1 11e Tango+, a microprocessor based ambulatory blood pressure monitor and oxygen saturation measurement system intended to be used with stress-test sytems, uses Korotkoff sounds to determine blood pressure and an optical finger sensor for oxygen saturation. An internal electric pump is used to inflate the cuff, and deflation is controlled by two valves. Tango+ has the ability to make blood pressure at predetermined intervals (normally from a schedule determined by the physician), or on demand. Saturation measurements are updated once per second.

The provided 510(k) submission document for the SunTech Medical Inc. Tango + System largely focuses on demonstrating substantial equivalence to predicate devices and adherence to electrical safety and electromagnetic compatibility standards, with less detail on the specific clinical study design and results for establishing acceptance criteria for device performance.

However, based on the information provided, here's a breakdown of what can be extracted:

1. Table of Acceptance Criteria and Reported Device Performance

The document mentions that the SpO2 system was validated in a clinical test but does not provide specific numerical acceptance criteria for either blood pressure or oxygen saturation, nor does it present the quantitative results of these clinical tests. It only broadly states that the device "will have passed" several non-clinical tests and that the SpO2 system was "thoroughly tested" and "validated in a clinical test."
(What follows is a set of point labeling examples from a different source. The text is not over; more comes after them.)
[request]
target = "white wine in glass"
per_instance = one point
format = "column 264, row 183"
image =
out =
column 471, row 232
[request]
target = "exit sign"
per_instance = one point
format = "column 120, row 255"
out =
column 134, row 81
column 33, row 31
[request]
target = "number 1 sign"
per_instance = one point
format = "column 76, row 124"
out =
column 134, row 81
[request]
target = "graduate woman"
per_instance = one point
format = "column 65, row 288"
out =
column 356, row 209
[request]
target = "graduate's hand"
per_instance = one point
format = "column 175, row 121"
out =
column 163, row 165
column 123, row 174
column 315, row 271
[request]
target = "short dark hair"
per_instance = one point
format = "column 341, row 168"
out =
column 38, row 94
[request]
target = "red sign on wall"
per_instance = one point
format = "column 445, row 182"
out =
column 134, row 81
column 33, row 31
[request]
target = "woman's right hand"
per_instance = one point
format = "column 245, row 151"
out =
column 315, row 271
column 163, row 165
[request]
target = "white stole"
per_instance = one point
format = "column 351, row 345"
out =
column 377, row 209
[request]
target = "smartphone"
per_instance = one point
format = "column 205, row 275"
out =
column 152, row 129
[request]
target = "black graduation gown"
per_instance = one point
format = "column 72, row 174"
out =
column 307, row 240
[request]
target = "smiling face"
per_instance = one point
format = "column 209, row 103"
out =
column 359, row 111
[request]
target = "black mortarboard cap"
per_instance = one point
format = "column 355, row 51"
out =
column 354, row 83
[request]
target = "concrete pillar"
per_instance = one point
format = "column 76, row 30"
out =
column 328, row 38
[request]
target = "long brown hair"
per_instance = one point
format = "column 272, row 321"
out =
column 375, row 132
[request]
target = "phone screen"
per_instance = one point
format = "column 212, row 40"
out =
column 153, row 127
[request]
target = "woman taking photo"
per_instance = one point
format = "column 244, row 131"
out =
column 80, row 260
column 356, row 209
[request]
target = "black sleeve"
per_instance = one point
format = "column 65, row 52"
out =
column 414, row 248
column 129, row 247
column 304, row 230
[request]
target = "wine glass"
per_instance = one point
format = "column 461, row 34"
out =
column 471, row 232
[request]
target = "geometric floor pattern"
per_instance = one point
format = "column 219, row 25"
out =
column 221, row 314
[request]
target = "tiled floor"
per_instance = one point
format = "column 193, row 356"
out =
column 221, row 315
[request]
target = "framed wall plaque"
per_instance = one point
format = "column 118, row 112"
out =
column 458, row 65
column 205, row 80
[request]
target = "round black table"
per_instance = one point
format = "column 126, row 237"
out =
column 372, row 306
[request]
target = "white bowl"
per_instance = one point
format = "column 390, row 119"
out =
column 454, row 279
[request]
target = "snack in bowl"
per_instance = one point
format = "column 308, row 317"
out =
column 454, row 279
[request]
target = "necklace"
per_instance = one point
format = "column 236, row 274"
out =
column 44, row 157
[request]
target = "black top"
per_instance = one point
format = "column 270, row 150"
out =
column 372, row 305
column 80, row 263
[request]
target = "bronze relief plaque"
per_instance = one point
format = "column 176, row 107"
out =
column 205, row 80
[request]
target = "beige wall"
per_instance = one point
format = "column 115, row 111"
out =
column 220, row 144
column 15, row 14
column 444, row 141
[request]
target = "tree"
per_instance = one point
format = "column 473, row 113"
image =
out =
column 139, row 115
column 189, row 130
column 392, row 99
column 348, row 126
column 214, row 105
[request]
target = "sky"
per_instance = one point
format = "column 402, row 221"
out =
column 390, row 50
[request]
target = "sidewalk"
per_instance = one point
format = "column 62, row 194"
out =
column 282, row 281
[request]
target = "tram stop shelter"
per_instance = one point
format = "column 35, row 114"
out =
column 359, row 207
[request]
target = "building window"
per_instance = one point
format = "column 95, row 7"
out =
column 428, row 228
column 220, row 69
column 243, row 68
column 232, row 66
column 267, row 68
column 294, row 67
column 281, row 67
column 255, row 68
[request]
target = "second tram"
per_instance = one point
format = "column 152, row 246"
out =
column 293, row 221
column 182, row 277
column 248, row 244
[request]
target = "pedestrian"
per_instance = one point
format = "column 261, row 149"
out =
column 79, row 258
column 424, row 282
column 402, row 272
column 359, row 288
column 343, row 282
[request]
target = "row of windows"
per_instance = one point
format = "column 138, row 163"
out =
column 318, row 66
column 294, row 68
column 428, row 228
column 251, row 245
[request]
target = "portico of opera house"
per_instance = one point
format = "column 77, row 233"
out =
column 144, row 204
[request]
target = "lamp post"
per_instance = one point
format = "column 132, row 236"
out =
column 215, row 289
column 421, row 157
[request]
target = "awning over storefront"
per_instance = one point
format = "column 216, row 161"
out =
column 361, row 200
2. Sample Size Used for the Test Set and Data Provenance

The document states, "The SpO2 system was validated in a clinical test." However, it does not provide any information regarding:

• The sample size used for this clinical test.
• The country of origin of the data.
• Whether the study was retrospective or prospective.
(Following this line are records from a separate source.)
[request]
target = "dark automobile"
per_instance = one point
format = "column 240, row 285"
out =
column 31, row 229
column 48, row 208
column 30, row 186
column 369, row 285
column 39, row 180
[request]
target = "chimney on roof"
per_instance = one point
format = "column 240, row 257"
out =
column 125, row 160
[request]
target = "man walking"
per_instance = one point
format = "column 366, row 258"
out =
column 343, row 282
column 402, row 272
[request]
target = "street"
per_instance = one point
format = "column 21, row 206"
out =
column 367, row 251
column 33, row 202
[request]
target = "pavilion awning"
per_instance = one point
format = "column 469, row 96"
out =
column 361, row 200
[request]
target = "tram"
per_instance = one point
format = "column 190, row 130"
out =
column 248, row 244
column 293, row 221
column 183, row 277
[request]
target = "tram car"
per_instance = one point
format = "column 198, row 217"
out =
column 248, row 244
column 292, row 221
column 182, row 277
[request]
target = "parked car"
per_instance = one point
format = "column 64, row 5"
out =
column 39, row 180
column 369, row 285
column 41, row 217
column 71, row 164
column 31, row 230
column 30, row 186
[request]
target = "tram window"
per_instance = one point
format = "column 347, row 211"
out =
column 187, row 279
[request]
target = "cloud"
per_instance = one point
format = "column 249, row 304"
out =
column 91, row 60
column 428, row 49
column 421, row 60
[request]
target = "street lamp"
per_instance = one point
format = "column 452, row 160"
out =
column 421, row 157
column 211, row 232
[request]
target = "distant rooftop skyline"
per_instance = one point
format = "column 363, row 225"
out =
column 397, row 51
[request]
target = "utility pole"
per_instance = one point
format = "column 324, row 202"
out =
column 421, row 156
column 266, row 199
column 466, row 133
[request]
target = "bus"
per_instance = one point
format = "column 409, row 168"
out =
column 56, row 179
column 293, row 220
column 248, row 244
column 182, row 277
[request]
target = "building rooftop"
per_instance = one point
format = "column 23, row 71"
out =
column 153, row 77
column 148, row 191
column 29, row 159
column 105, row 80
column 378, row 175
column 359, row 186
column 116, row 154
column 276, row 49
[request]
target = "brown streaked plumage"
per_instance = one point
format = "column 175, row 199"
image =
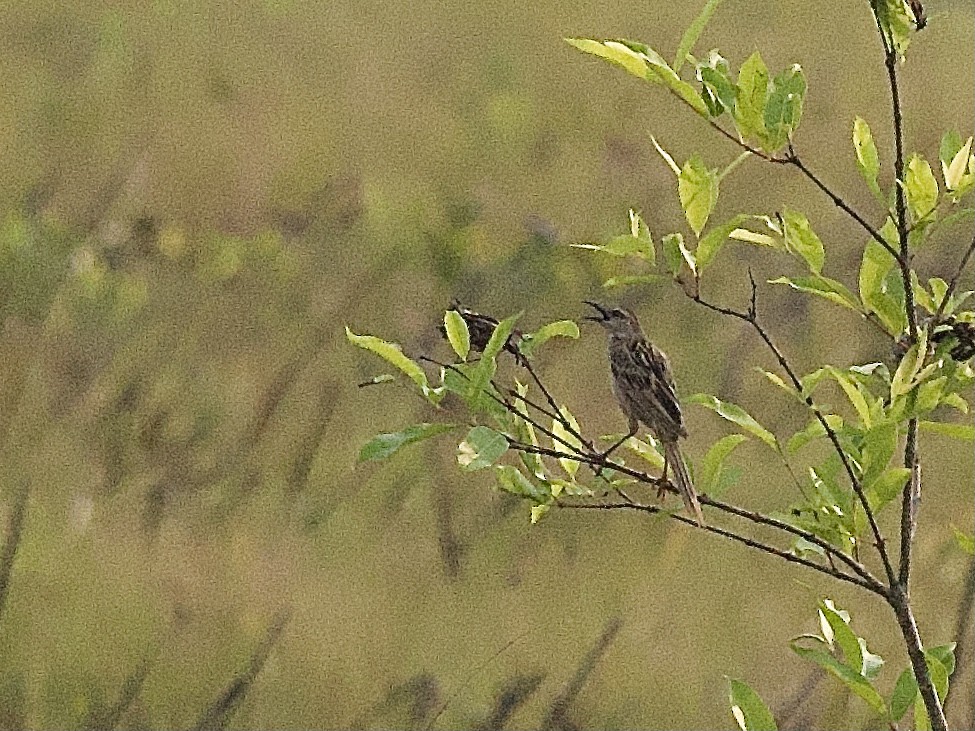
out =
column 644, row 386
3. Number of Experts Used to Establish the Ground Truth for the Test Set and Their Qualifications

This information is not provided in the document for either the blood pressure or SpO2 validation.

4. Adjudication Method for the Test Set

This information is not provided in the document.
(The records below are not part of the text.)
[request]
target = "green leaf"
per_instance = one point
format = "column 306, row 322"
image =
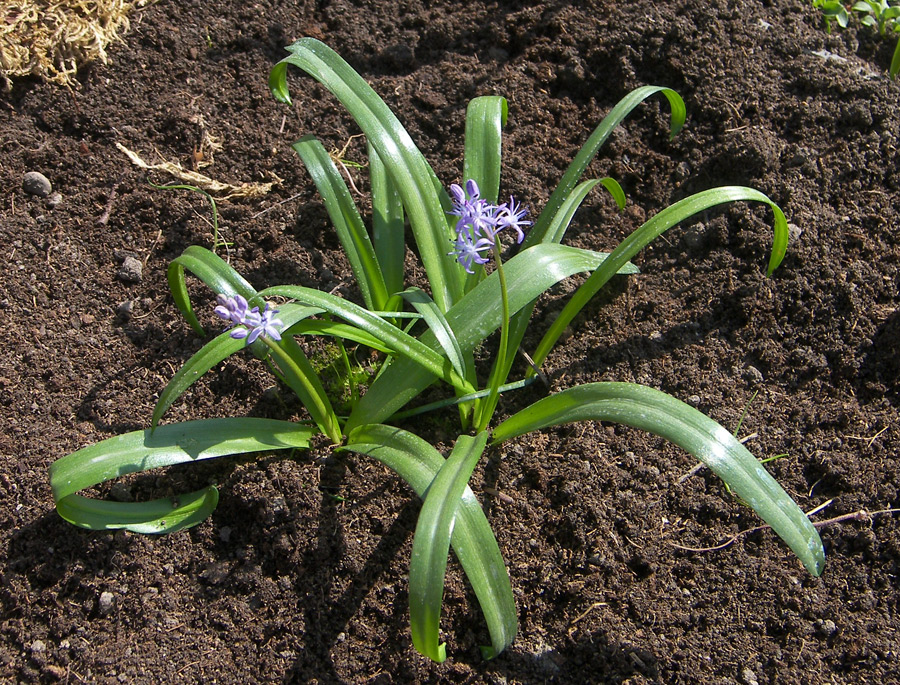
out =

5. If a Multi-Reader Multi-Case (MRMC) Comparative Effectiveness Study was done

A MRMC comparative effectiveness study is not mentioned in the provided text. The document focuses on the device's standalone performance and its equivalence to predicate devices.

6. If a Standalone (i.e., algorithm only without human-in-the-loop performance) was done

Yes, the information provided strongly suggests that a standalone performance evaluation was conducted, particularly for the SpO2 system. The statement "The SpO2 system was validated in a clinical test" implies evaluating the device's inherent measurement capabilities. For blood pressure, the direct reference to ANSI/AAMI SP10 suggests a standalone performance evaluation against the requirements of that standard.

7. The Type of Ground Truth Used

The document does not explicitly state the type of ground truth used for either blood pressure or SpO2 measurements in the validation studies.

• For blood pressure, given the common practice for non-invasive blood pressure devices, the ground truth would typically be invasive arterial pressure measurements or auscultation by trained observers (double auscultation with a mercury sphygmomanometer) as per standards like ANSI/AAMI SP10.
• For SpO2, the ground truth for validation studies usually involves co-oximetry (arterial blood gas analysis) to directly measure fractional oxygen saturation in arterial blood, often under controlled desaturation conditions.

8. The Sample Size for the Training Set

The document does not provide any information on a training set or its sample size. This is typical for a 510(k) submission unless the device involves complex machine learning algorithms that require explicit training and validation sets. The Tango+ System appears to be based on established physiological measurement principles (Korotkoff sounds for BP, optical finger sensor for SpO2) rather than a learning algorithm.

9. How the Ground Truth for the Training Set Was Established

Since no training set is mentioned, this information is not applicable/not provided.